Temer told reporters
the audio message was intended for a politician close to him who had
asked if he was prepared to govern in the case that Rousseff were to
be impeached. He said the message was mistakenly sent to the wrong
group on text messaging service WhatsApp. Workers’s Party officials
accused him of betraying his running mate.
This raised the
already high political temperature in Brasilia, where demonstrators
have already begun gathering outside Congress. Public security
officials expect pro- and anti-impeachment rallies to attract
hundreds of thousands by the time of the plenary vote. To prevent
violent clashes, thousands of troops will be deployed alongside the
police and barricades have been erected on the main esplanade to
separate the two sides.
Apart from
occasional scuffles, most of the tension has so far been released in
Congress and public statements. Rousseff’s supporters have put up a
spirited fight. Attorney general José Eduardo Cardozo, condemned
what he called a “flawed” process.
“It is absurd to
dismiss a president who has not committed crimes, nor stolen a
penny,” he said. “Such a process without crime or fraud would be
a coup.” But he and other allies were overwhelmed in the televised
committee meeting.
Antônio Imbassahy
said his opposition Social Democratic party votes for impeachment
“because it understands that Brazil does not deserve to be governed
by a president who has committed crimes of responsibility in a
conscious and continuous way, who lied to the Brazilian people, who
defrauded the elections, who violated democracy, who destroyed the
economy”, he said. “The final judgement is ahead. The votes will
be registered in history. And history does not forgive.”
The committee defeat
was expected. Since the biggest party in Congress – the Brazil
Democratic Movement party (PMDB) – declared it would abandon the
ruling coalition last month, Rousseff has effectively been leading a
minority government.
The president is
also on the ropes as a result of economic recession, corruption
scandals and plots by the PMDB and other parties to seize power.
But Rousseff, who
has more than two years of her mandate left to run, is far from being
knocked out.
Her opponents are
not assured of the two-thirds of the 513 seats they need in the lower
house. Even if they get this level of support, impeachment will also
have to be approved twice by the Senate – first by a simple
majority, then by two-thirds – before it is finalised. The
government can also challenge the process in the supreme court.
Public opinion is
another factor. Despite her own dismal approval ratings, which hover
around the 10% mark, most of Rousseff’s rivals are even more
despised and are accused of equal or greater wrongdoing.
The impeachment
process has been spearheaded by lower house Speaker Eduardo Cunha, a
PMDB leader who is accused of taking more than $5m (£3.5m) in
kickbacks from state-run oil company Petrobras and lying to Congress
about secret bank accounts in Switzerland.
Rousseff’s most
likely replacement is Temer, also of the PMDB, who also faces
impeachment proceedings because he signed off on the same policies as
the president. More than half of the 65-member impeachment committee
are also charged with bribery or other crimes.
Compared with these
accusations, the penalty for the president’s alleged wrongdoing is
of questionable proportionality. Her administration was not the first
to temporarily window-dress government finances, but none of her
predecessor faced repercussions of this severity. The Workers’

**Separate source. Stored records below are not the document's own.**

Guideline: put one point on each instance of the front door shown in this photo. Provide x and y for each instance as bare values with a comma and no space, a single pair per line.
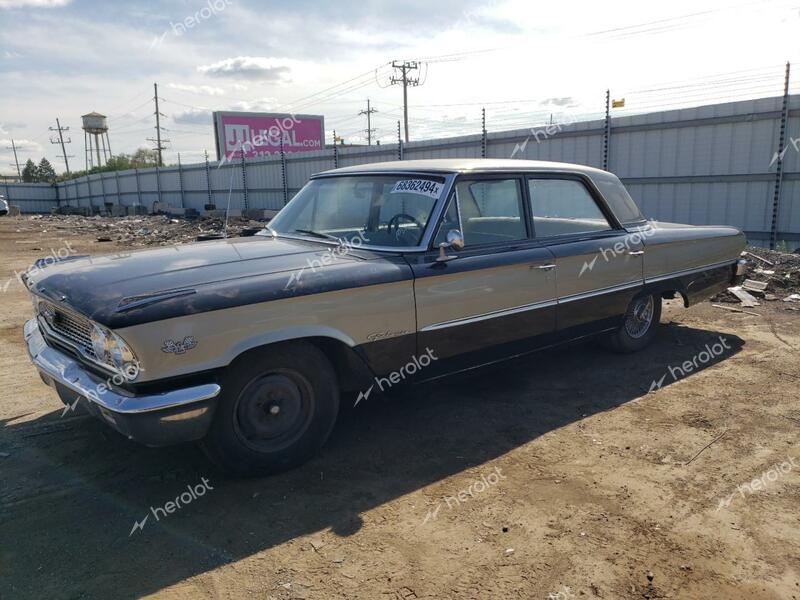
499,289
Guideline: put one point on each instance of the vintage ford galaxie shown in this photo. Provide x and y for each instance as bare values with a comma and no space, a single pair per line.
371,276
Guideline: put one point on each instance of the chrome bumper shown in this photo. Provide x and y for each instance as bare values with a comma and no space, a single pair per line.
157,419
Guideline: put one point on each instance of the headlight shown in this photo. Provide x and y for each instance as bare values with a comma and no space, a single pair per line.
112,350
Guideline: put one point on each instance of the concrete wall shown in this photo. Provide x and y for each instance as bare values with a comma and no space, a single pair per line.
704,165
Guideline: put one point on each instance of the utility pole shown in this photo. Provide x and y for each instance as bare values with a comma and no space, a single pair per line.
405,67
158,141
16,160
60,140
369,129
607,130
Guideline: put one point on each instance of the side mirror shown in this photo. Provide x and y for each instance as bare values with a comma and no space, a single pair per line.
455,240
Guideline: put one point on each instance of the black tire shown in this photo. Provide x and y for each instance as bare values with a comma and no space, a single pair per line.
277,407
640,325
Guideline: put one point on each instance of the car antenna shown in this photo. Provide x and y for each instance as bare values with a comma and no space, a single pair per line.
228,208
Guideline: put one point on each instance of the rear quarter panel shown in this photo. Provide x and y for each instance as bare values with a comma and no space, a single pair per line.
672,248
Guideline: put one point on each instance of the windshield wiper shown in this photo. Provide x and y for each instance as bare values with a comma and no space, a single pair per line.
318,234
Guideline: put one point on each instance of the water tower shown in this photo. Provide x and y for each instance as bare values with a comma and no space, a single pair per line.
95,126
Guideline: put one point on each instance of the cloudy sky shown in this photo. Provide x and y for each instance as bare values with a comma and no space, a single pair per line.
522,60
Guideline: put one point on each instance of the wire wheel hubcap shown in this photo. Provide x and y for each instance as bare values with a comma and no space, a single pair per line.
640,317
274,410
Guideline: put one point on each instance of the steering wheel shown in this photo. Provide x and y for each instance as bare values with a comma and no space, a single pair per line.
395,220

party claims this represents a “coup”. This accusation was echoed
by former president Luiz Inacio Lula da Silva, musician Chico
Buarques and other artists on Monday night at a rally of several
thousand anti-impeachment supporters under the Lapa arches in Rio de
Janeiro.
Many of those who
dislike the ruling party do not use this term, but they are
uncomfortable about the threat to democracy posed by the removal of
an elected president on such flimsy grounds.
Overall, support for
impeachment remains high, but appears to be ebbing. A Datafolha poll
at the weekend, showed 61% of respondents favoured Rousseff’s
removal, down from 68% in March.
The last president
to come so close to impeachment was Fernando Collor de Mello who
resigned in 1992 on the eve of his conviction by the Senate.